It’s another case of ‘She said / She said’ in the fashion world, and Trelise Cooper’s name has come up again.
   This time, footwear designer Sarah Riley is accusing Trelise Cooper Ltd. of not paying in full for supplied stock.
   On Riley’s side, there might be some hope out there that people remember Trelise Cooper Ltd. for its lawsuit against Tamsin Cooper, and that the media are prepared to align the latest case with this. That time, there was arguably more “underdog” support for the smaller Tamsin Cooper label, with the exception of a TV One news item that went off-topic by questioning Tamsin Cooper’s materials.
   The case is, after all, still talked about in the media—not always in the most glowing terms for the larger design company.

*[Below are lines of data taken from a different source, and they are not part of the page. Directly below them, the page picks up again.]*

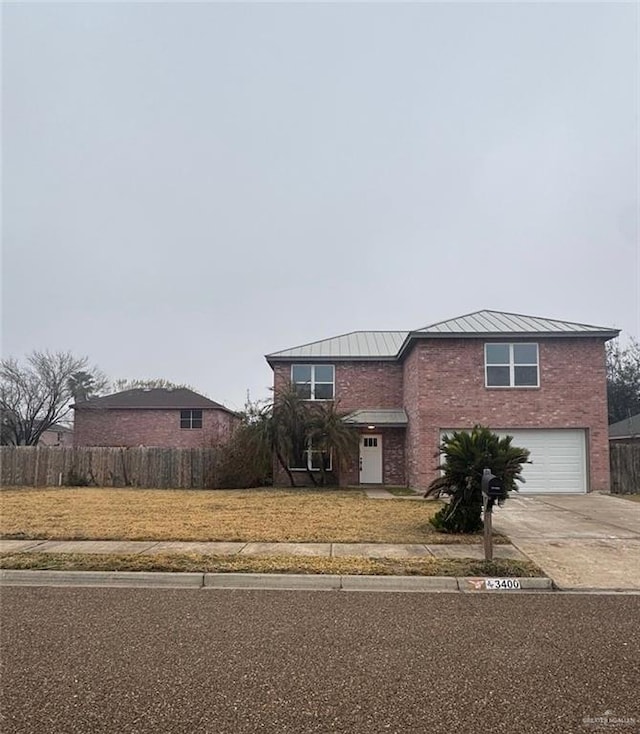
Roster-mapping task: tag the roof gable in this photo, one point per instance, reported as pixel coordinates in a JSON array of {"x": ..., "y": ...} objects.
[
  {"x": 503, "y": 322},
  {"x": 392, "y": 345},
  {"x": 372, "y": 345},
  {"x": 151, "y": 399}
]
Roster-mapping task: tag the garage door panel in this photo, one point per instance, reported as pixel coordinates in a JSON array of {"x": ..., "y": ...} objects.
[{"x": 558, "y": 456}]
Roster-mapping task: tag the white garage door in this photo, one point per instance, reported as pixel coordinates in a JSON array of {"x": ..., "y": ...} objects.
[{"x": 559, "y": 460}]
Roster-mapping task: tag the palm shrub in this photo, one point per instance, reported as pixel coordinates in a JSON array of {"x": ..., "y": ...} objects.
[
  {"x": 327, "y": 433},
  {"x": 466, "y": 454}
]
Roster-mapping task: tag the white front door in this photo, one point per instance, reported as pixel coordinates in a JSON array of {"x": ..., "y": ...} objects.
[{"x": 371, "y": 459}]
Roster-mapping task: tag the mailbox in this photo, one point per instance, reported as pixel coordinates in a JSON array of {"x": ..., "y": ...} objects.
[{"x": 492, "y": 488}]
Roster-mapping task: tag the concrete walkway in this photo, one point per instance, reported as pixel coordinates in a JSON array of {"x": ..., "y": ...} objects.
[
  {"x": 582, "y": 542},
  {"x": 327, "y": 550}
]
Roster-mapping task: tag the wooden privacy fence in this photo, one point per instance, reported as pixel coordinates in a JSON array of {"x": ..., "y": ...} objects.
[
  {"x": 42, "y": 466},
  {"x": 625, "y": 468}
]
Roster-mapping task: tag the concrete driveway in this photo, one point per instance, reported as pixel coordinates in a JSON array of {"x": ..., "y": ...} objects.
[{"x": 587, "y": 541}]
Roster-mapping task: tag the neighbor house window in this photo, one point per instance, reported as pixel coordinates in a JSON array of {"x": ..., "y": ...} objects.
[
  {"x": 190, "y": 419},
  {"x": 305, "y": 458},
  {"x": 313, "y": 381},
  {"x": 511, "y": 365}
]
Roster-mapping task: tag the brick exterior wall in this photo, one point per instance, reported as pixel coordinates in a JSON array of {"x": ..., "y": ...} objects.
[
  {"x": 374, "y": 384},
  {"x": 444, "y": 388},
  {"x": 440, "y": 384},
  {"x": 358, "y": 384},
  {"x": 155, "y": 428}
]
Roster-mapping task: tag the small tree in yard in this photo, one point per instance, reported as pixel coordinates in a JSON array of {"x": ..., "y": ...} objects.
[
  {"x": 286, "y": 428},
  {"x": 37, "y": 393},
  {"x": 466, "y": 454}
]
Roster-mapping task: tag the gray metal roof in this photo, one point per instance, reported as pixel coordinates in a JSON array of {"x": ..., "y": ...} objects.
[
  {"x": 355, "y": 345},
  {"x": 500, "y": 322},
  {"x": 627, "y": 428},
  {"x": 390, "y": 345},
  {"x": 378, "y": 417}
]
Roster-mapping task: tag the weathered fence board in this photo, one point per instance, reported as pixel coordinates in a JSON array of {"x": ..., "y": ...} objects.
[
  {"x": 625, "y": 468},
  {"x": 48, "y": 466}
]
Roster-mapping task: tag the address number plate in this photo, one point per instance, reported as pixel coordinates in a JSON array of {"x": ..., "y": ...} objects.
[{"x": 502, "y": 584}]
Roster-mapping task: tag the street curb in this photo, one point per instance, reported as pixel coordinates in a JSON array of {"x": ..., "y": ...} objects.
[
  {"x": 310, "y": 582},
  {"x": 136, "y": 579},
  {"x": 477, "y": 583},
  {"x": 399, "y": 583},
  {"x": 292, "y": 581}
]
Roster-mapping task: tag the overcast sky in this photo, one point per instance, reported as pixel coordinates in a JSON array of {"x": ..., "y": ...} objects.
[{"x": 187, "y": 187}]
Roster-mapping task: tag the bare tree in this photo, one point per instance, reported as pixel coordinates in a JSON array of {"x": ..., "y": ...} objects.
[{"x": 36, "y": 394}]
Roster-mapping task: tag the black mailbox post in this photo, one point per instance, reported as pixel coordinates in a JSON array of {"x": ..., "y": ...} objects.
[{"x": 492, "y": 490}]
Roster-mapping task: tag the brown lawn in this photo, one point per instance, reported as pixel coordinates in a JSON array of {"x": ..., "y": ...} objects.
[
  {"x": 182, "y": 562},
  {"x": 272, "y": 515}
]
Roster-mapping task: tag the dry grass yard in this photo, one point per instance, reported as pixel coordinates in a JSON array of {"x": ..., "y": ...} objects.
[
  {"x": 226, "y": 515},
  {"x": 191, "y": 562}
]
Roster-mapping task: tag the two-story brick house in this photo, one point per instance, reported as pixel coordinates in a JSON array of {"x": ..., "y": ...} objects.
[
  {"x": 540, "y": 380},
  {"x": 153, "y": 417}
]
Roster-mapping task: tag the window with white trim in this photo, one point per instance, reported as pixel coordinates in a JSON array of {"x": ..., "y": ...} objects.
[
  {"x": 190, "y": 419},
  {"x": 511, "y": 365},
  {"x": 313, "y": 381},
  {"x": 305, "y": 458}
]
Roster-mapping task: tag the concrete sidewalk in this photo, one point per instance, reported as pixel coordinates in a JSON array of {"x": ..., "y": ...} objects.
[
  {"x": 326, "y": 550},
  {"x": 587, "y": 541}
]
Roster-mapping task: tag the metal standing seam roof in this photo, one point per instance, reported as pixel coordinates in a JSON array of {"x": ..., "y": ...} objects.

   However, after Trelise Cooper Ltd. itself became a potential defendant facing similar accusations from a company marketing its products under the Treliske trade mark, some might believe that karma has followed its natural path and the slate has been wiped clean.
   So what are the arguments?
   Riley says that Cooper owes NZ$23,000. The release, from Mint Condition Ltd., says Riley ‘has fallen victim to the foibles of designer and retailer Trelise Cooper.’
   It has affected Riley so much that her winter 2008 and summer 2009 collections have had to be cancelled, says the release.
   This time around, Trelise Cooper Ltd. has employed a publicist, perhaps one lesson learned from the Tamsin Cooper case.
   The company, through its general manager Alex Brandon, dismisses Riley’s accusations, saying that the supplied goods were faulty.
   ‘TCL [Trelise Cooper Ltd.] received a delivery from Sarah Riley in September 2007. After only two days on the shop ?oor TCL were alerted by customers and staff to numerous quality issues.’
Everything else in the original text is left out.